Porfiry knew the subjects of these photographs well. He had spent hours studying the luridly coloured three-dimensional objects now represented in flat monochrome. And yet the images still shocked him. He might have expected the mediation of photography to soften the horror, rendering the blood and bruising of the neck stumps in various depths of grey. To some extent that was true. But this neutralising effect paradoxically also added to the power of the images. The shock was one of intense pathos, rather than pure horror. For a brief moment, he could almost believe he was looking at studio portraits; that he saw in the eyes of the three subjects the earnest innocence of children looking forward to their lives, trusting, hopeful, and slightly overawed. But eventually his own eye tracked down to the abrupt line and the inky void at the end of the truncated neck.
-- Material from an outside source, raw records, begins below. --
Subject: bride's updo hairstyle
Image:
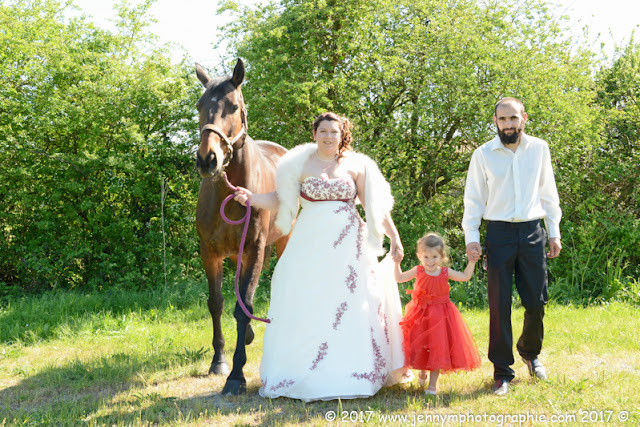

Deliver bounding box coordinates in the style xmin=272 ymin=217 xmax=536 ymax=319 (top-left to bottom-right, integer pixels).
xmin=313 ymin=112 xmax=353 ymax=159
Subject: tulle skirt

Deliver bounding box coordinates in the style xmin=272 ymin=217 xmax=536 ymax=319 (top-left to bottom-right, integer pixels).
xmin=402 ymin=299 xmax=481 ymax=372
xmin=259 ymin=201 xmax=404 ymax=401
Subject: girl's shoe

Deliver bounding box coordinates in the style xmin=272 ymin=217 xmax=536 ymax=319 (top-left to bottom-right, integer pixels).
xmin=418 ymin=372 xmax=427 ymax=388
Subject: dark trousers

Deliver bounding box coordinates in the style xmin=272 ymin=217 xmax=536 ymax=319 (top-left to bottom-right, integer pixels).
xmin=485 ymin=220 xmax=548 ymax=381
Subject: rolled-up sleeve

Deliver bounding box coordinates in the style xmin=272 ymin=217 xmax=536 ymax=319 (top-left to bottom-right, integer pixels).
xmin=539 ymin=146 xmax=562 ymax=238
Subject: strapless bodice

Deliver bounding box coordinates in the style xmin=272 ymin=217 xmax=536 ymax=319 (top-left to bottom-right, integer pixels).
xmin=300 ymin=175 xmax=357 ymax=202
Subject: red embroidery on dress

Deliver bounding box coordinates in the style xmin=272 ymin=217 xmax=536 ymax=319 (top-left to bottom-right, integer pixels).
xmin=346 ymin=265 xmax=358 ymax=293
xmin=333 ymin=301 xmax=349 ymax=331
xmin=378 ymin=304 xmax=391 ymax=344
xmin=309 ymin=341 xmax=329 ymax=371
xmin=351 ymin=328 xmax=387 ymax=384
xmin=300 ymin=176 xmax=357 ymax=201
xmin=269 ymin=379 xmax=295 ymax=391
xmin=333 ymin=203 xmax=364 ymax=260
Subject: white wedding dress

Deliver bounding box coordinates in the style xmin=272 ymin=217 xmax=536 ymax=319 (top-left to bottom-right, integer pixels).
xmin=260 ymin=177 xmax=404 ymax=401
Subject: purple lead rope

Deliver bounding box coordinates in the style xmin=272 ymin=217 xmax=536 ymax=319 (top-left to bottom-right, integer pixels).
xmin=220 ymin=172 xmax=271 ymax=323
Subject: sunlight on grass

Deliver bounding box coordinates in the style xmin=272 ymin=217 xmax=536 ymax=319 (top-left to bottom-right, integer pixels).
xmin=0 ymin=288 xmax=640 ymax=425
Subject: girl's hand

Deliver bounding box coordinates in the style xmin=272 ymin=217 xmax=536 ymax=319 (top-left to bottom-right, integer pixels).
xmin=391 ymin=236 xmax=404 ymax=264
xmin=233 ymin=187 xmax=253 ymax=206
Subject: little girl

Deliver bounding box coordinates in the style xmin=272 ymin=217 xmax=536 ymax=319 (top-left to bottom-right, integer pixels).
xmin=394 ymin=233 xmax=480 ymax=395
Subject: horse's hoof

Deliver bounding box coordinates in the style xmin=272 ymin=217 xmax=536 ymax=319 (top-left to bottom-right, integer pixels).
xmin=221 ymin=380 xmax=247 ymax=396
xmin=209 ymin=362 xmax=231 ymax=375
xmin=244 ymin=325 xmax=256 ymax=345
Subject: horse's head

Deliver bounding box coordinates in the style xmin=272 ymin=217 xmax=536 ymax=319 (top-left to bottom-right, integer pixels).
xmin=196 ymin=59 xmax=247 ymax=178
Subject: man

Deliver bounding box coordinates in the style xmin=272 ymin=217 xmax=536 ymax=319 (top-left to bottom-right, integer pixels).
xmin=462 ymin=98 xmax=562 ymax=395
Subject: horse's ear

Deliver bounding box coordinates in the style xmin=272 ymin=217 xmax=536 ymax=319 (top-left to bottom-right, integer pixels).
xmin=231 ymin=58 xmax=244 ymax=87
xmin=196 ymin=64 xmax=211 ymax=87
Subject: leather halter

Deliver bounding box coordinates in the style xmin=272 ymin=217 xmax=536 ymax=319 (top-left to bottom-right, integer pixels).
xmin=200 ymin=123 xmax=247 ymax=169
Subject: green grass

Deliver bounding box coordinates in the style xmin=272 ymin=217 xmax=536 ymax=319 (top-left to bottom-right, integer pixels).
xmin=0 ymin=284 xmax=640 ymax=426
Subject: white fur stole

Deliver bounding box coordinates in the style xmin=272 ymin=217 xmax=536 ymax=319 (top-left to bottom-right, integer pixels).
xmin=276 ymin=143 xmax=393 ymax=255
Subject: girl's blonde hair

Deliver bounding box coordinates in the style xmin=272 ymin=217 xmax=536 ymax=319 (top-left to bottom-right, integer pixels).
xmin=416 ymin=232 xmax=449 ymax=265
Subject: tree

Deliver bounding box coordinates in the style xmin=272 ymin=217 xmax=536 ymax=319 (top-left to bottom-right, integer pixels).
xmin=0 ymin=0 xmax=200 ymax=290
xmin=216 ymin=0 xmax=598 ymax=244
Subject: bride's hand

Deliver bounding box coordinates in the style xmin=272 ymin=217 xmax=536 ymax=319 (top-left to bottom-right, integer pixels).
xmin=233 ymin=187 xmax=253 ymax=206
xmin=391 ymin=236 xmax=404 ymax=262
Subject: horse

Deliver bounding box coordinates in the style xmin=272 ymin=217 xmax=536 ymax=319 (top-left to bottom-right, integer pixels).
xmin=196 ymin=59 xmax=288 ymax=395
Porfiry sighed out a cloud of smoke.

Neither man spoke. Porfiry went back to opening his mail as if Virginsky had said nothing remotely of interest to him. Virginsky returned the ring to its box and replaced the lid, though he left the photographs on Porfiry’s desk. He then took out from the inside pocket of his frock coat a folded sheet of paper. ‘I have written my report, based on these findings.’

Porfiry nodded.

‘The burden of my report,’ continued Virginsky, ‘is that circumstantial evidence strongly suggests the possibility that Yelena Filippovna Polenova murdered Dmitri Krasotkin, Artur Smurov and Svetlana Chisova.’

‘For what motive?’

‘I do not speculate as to her motive. That must remain closed off from our enquiry. She is after all dead. And you know the saying, the soul of another is like a dark cellar. However, I would suggest that the deaths of these three children are not unconnected to her own death, and in fact provided her murderer with his motive.’

‘Which is?’

‘To prevent any further killing.’

‘You are suggesting that Yelena Filippovna was subject to uncontrollable murderous impulses and that the only way to curtail her homicidal activities was to kill her?’

‘You may put it like that, if you wish. Mizinchikov loved her but somehow he found out about her crimes. Perhaps she told him herself, to taunt him. Or perhaps this is what lies behind the fact alluded to in Prince Sergei’s testimony, that Yelena Filippovna sought her own death. Guilt, and a horror at her own actions, prompted her to make that grotesque demand. And consider what effect this revelation would have had on Captain Mizinchikov’s mind. To be confronted with such horror, to discover that the woman he loved was a monster. Rage, perhaps, played a part in it. Fear, too. And love. He would not have wanted this horrific truth to get out. Killing her was one way to keep her secret safe. She would never be in a position to reveal it herself, at least.’

‘But why would she kill the children? That is the point past which I cannot get,’ protested Porfiry.

‘I don’t know,’ admitted Virginsky. ‘But I fear that it may have something to do with Maria Petrovna. She is the connection between Yelena Filippovna and the dead children. Did not Prince Sergei say that Maria Petrovna’s school was a cause close to Yelena Filippovna’s heart? Perhaps it held a special place there, but not in the way that Prince Sergei imagined.’